In a new article in The Journal of Alternative Investments, three EDHEC-affiliated scholars, led by Frédéric Blanc-Brude, the director of the EDHEC Infrastructure, Singapore, look at recent improvements in the understanding of the financial performance of privately held infrastructure investments, debt or equity, with respect to benchmarking thereof. They conclude there is a lot of work yet to be done in this field.
Along with Blanc-Brude, Majad Hasan and Tim Whittaker are the authors of the new paper, “Benchmarking Infrastructure Project Finance.” Whittaker is the Singapore team’s senior research engineer, and Hasan is a PhD candidate.
Why the Demand for Benchmarks?
In considering a way forward for benchmarking, Blanc-Brude et al. classify the reasons that infrastructure investment benchmarks are in demand. They identify three. First, long-term investors have to “evaluate their infrastructure investment managers or strategies” and may also want to look ahead at the social and environmental significance of their investments. Second, regulators have to understand how infrastructure investments fit within risk based frameworks; in particular, within Solvency II, an insurance industry regulation in the European Union that came into effect on January 1, 2016. Third, policy makers in much of the world are concerned with the quantity of long-term savings as a factor in economic growth.

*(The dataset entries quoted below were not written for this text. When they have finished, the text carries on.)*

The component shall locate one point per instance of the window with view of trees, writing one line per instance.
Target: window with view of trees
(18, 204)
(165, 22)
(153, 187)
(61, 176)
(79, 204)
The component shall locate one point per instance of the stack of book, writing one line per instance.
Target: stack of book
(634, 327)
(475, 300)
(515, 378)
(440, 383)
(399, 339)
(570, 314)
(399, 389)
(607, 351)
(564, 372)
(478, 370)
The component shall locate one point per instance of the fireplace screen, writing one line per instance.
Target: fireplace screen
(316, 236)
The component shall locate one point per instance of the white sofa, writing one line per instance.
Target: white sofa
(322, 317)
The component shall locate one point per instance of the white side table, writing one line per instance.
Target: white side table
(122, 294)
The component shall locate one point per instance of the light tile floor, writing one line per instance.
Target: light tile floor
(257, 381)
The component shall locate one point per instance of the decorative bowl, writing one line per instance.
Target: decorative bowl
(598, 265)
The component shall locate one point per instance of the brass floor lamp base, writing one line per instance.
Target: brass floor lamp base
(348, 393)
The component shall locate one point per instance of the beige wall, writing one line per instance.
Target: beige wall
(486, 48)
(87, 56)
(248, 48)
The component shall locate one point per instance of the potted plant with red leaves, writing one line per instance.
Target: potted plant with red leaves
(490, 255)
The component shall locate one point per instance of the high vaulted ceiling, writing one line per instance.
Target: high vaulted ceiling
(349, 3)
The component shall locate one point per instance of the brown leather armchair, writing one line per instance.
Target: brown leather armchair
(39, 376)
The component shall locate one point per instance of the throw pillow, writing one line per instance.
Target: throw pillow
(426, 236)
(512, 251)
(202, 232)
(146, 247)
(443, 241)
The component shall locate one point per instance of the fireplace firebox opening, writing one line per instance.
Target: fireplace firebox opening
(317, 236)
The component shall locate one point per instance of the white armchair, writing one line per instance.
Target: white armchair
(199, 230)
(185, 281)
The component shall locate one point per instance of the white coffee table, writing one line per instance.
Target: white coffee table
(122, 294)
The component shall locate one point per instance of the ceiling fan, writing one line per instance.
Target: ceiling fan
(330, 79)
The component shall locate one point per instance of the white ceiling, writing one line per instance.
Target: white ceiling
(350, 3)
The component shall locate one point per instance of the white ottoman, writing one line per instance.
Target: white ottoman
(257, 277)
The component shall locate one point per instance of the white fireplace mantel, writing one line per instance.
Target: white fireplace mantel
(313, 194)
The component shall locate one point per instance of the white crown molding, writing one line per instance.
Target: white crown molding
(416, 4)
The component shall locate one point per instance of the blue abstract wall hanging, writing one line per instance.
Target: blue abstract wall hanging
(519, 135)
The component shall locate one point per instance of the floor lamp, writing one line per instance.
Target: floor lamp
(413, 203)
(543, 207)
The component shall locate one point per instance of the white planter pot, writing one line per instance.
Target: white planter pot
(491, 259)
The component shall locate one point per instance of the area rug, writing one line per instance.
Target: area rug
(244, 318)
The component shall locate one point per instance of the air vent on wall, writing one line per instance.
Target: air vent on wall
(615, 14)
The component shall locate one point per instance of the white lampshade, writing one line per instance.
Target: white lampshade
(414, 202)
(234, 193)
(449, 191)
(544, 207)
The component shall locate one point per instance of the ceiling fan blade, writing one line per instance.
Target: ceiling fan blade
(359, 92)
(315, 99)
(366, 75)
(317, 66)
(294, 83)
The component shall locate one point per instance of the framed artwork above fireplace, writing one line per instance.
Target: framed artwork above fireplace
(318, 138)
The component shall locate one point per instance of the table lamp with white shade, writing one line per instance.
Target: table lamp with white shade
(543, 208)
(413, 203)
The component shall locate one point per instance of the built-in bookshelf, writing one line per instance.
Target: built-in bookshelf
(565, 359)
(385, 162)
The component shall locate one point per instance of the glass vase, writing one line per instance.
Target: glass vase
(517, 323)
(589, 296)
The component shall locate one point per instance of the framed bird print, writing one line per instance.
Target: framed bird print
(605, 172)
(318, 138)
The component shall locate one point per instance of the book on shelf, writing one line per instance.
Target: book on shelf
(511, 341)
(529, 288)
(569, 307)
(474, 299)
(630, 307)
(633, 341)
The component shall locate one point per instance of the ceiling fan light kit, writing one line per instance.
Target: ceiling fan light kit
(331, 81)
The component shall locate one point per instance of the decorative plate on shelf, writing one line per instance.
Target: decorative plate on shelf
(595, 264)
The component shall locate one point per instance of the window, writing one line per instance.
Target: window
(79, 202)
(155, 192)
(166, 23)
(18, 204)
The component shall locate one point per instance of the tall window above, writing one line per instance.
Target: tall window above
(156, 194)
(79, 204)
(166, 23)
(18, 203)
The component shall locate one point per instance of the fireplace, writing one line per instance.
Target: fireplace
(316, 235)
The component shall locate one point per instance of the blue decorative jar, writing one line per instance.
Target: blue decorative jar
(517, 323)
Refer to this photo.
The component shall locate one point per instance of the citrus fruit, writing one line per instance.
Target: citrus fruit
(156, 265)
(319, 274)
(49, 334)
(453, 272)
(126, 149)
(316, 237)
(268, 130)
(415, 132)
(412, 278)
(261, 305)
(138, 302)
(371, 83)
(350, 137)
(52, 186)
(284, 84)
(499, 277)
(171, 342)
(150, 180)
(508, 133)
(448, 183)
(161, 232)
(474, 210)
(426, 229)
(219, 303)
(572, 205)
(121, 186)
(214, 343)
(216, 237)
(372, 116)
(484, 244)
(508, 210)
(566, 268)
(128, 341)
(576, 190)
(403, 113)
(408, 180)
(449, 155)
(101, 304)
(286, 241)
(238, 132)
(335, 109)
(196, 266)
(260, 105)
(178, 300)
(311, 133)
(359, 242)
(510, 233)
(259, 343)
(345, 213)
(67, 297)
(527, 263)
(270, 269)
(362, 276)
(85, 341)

This understanding of the demand leads Blanc-Brude et al back to the question of supply, that is, to an understanding of the key questions that such benchmarks have to be expected to help answer.
The questions concern “risk-adjusted performance, extreme risks, and liability friendliness.” Performance breaks down into component parts: current value of a portfolio, Sharpe ratio, and correlations. Likewise the question of extreme risk can be seen in a number of ways: value at risk; conditional value at risk; maximum drawdown of a reference portfolio; measures of dependence including non-linear correlations relevant to crises. Finally, how friendly is this sort of investment, and how friendly are particular examples of it, under particular managers, to liability-driven investors? Unfortunately, these questions remain very difficult to answer today, for lack of relevant information.
Lack of Information
A big part of the problem is that there are very few stocks or bonds that precisely correspond to the performance of the underlying infrastructure projects.
The background of this article is what Blanc-Brude in particular has elsewhere called the “infrastructure investment narrative”: that is, the idea that infrastructure investing is unique in the way it combines certain features. It offers returns with a low correlation with the ups and downs of the business cycle, monopoly pricing power, attractive risk-adjusted cash flow, etc…
This narrative implies that a portfolio with some infrastructure in it does a better job of hedging against liability and inflation than one without. The problem, though, is that the narrative and the intuitively plausible implications remain just that … the compound of a story and some intuitions. Social scientists (not to mention investors, regulators, and policy makers) want something more solid and empirical.
Hence, the authors draw a roadmap designed to get us to a place where the questions can be answered. One key is to know exactly what should count as “infrastructure” for purposes of this discussion.
The definitional effort at issue should be neither essentialist (no point looking for some Platonic Form of infrastructurehood) nor Wittgensteinian (that is, we shouldn’t resign ourselves to simply treating the word as a pointer toward some family resemblances.) The definitional effort should be pragmatic – oriented by purpose. Specifically: what does infrastructure have to mean in order that we may have a chance to validate the investment “narrative” at issue?
The answer, and one that may push scholars in the right direction down this road, is that we should come to understand infrastructure on the basis of the business model and the life-cycle characteristics of the firms in the field, and we should treat such matters as sector categorizations as, well … accidental.